1) The first one is called Loss Aversion
For us humans, losing something hurts more than gaining it. This happens because we are loss averse. In fact, the science of loss aversion says that losing something makes you feel sad twice as much (let’s give it two frownies 🙁 🙁 ) as you feel happy when you gain something (let’s give that one smiley 🙂 ). Losing your pencil case feels twice as bad ( 🙁 🙁 ) as getting a new pencil case ( 🙂 ). This means that, if you lose your pencil case and find it again the next day, you will feel three times happier (two from canceling the loss and one from the gain) than you felt when you first received it.
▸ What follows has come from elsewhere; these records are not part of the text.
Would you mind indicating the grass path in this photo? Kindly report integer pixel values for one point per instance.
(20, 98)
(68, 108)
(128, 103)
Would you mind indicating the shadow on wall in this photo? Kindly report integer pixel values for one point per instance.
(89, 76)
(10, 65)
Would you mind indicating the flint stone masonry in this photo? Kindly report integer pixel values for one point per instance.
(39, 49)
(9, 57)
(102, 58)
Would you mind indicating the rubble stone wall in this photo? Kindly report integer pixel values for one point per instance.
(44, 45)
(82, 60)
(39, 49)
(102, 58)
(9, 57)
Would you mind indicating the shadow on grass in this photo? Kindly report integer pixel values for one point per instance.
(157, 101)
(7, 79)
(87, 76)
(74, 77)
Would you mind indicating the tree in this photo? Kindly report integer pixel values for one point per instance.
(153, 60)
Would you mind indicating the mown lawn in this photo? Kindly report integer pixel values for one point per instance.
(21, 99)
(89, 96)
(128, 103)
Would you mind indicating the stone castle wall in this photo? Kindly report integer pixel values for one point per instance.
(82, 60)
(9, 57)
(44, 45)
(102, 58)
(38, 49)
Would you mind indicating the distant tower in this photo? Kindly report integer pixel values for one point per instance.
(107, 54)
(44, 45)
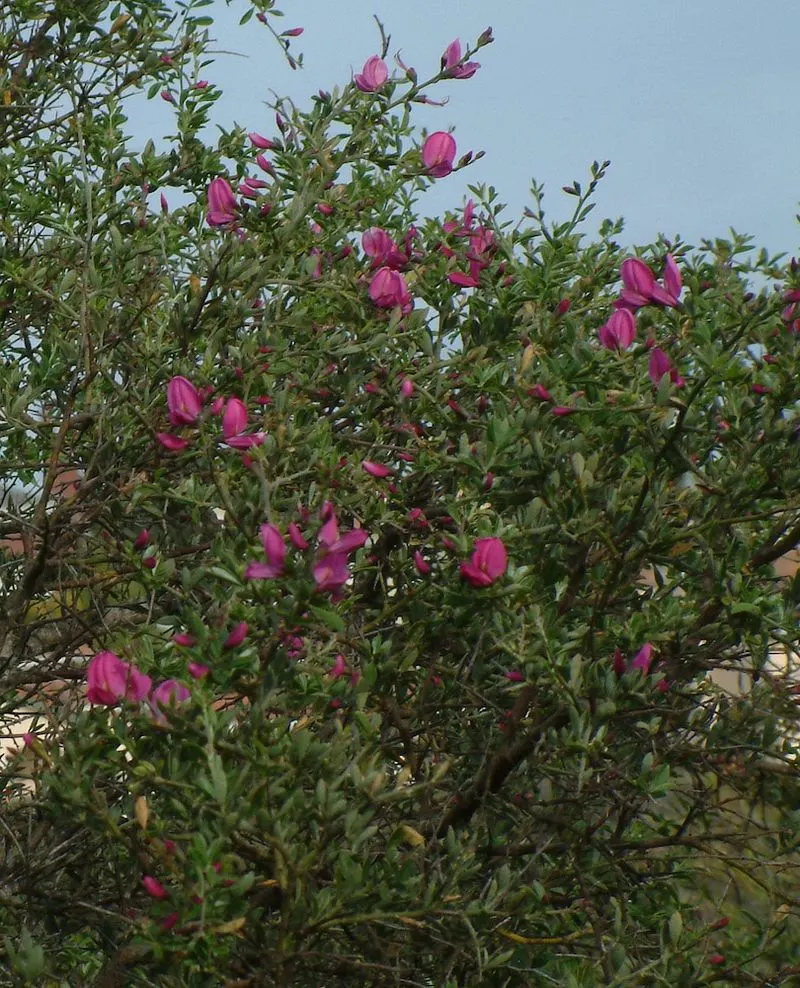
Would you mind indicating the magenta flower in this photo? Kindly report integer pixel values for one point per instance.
(372, 76)
(643, 659)
(619, 332)
(260, 142)
(275, 550)
(423, 567)
(184, 402)
(296, 537)
(111, 680)
(331, 572)
(234, 422)
(236, 636)
(222, 206)
(339, 667)
(234, 419)
(488, 563)
(153, 887)
(375, 469)
(378, 245)
(388, 289)
(641, 287)
(438, 154)
(452, 65)
(350, 541)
2) The second one is called Diminishing Sensitivity
I know you really like chocolate mousse. But when I give you chocolate mousse for dessert, the first spoonful of chocolate mousse tastes much better than the fifth spoonful, the fifth spoonful better than the sixth, and so on… This means that our sensitivity to things becomes smaller and smaller. If I turn on a dim light in your dark room while you are sleeping, it will have a big effect. But the same dim light may be hard to see in your bright room during the day. Similarly, if I cut your $20 allowance by $5, you will feel it more than you would if you had a $30 allowance, but less than you would if you had a $10 allowance, though the difference ($5) is the same in all three cases.
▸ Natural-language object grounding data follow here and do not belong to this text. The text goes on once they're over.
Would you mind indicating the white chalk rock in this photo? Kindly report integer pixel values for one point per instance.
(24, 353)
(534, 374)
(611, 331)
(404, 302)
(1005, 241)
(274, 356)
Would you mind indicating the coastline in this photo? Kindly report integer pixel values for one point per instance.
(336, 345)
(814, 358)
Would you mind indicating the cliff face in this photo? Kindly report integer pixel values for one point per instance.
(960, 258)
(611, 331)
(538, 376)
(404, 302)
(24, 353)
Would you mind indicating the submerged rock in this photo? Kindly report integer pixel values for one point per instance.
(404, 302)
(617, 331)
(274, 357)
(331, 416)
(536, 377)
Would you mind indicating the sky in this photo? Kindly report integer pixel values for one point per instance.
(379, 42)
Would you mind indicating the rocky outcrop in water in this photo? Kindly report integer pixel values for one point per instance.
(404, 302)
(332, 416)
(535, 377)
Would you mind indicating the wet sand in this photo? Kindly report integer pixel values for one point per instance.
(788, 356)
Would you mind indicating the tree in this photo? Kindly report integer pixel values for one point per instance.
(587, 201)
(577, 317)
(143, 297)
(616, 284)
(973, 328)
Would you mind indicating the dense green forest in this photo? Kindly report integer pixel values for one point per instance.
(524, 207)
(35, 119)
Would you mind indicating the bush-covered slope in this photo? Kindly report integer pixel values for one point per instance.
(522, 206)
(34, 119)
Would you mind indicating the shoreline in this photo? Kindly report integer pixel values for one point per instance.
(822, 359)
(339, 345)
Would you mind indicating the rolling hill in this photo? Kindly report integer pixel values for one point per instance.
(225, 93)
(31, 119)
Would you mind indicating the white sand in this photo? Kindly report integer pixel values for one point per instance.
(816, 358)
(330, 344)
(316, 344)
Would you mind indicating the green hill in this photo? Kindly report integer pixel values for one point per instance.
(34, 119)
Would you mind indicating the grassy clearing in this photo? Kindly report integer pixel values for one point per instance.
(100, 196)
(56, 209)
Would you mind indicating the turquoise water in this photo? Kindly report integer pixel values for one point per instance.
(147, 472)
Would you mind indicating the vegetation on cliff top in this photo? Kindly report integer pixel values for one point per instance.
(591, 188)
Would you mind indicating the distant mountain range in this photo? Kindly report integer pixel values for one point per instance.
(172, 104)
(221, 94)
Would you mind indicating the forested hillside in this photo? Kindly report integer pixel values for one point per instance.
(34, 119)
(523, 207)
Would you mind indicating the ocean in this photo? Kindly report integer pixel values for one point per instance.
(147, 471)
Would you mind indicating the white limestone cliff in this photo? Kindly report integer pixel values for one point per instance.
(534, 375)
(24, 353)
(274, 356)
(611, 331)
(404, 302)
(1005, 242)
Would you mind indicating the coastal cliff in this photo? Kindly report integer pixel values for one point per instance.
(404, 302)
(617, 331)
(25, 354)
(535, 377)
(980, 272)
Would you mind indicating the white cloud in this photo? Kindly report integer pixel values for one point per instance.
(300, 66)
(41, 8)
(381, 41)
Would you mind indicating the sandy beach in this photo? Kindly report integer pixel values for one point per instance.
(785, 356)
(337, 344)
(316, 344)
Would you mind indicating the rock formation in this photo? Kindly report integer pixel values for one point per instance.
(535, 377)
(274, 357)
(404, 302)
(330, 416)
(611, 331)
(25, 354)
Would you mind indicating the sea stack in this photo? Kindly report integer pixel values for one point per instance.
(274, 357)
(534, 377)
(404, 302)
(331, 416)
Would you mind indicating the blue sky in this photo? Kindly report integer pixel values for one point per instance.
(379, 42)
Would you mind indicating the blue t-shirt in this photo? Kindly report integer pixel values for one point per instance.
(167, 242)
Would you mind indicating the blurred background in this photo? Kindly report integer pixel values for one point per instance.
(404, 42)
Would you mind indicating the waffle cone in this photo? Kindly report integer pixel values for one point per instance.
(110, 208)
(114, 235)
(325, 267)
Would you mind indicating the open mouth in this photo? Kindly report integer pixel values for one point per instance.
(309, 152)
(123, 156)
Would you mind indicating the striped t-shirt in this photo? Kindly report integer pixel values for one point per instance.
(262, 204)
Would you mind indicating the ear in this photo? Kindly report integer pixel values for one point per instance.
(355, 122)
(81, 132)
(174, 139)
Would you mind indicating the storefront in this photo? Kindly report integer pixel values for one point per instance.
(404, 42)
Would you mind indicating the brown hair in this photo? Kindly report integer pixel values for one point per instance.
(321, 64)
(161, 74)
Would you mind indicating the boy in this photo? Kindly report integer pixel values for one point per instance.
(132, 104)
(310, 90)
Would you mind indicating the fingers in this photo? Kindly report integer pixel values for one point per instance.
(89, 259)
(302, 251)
3) The third one is called Reference Point
Imagine you drink a cola with ice after having a warm soup, or after having an ice cream. The cola will seem colder after having the soup than after having the ice cream. This happens because your mouth gets used to a reference point (warmth with the soup and coldness with the ice cream) that determines the way you experience the same cola. When people think about money they also use a reference point, which is usually what you expect, or feel entitled to. Outcomes that are better than the reference point are perceived as gains, the ones that are worse are perceived as losses. So if you are used to receiving $200 from your grandmother for Christmas and she gives you only $150 this year, you will feel like you lost something. But if you had received $100 in the past, this year’s $150 will make you feel like you gained something.
These three principles revolutionized a science called economics, which deals with the way we think about money. More recently, a new kind of economics emerged, which has introduced psychology – the science of the mind – into economics. This field is called behavioral economics. Understanding its ideas can help everyone, including you, make better decisions.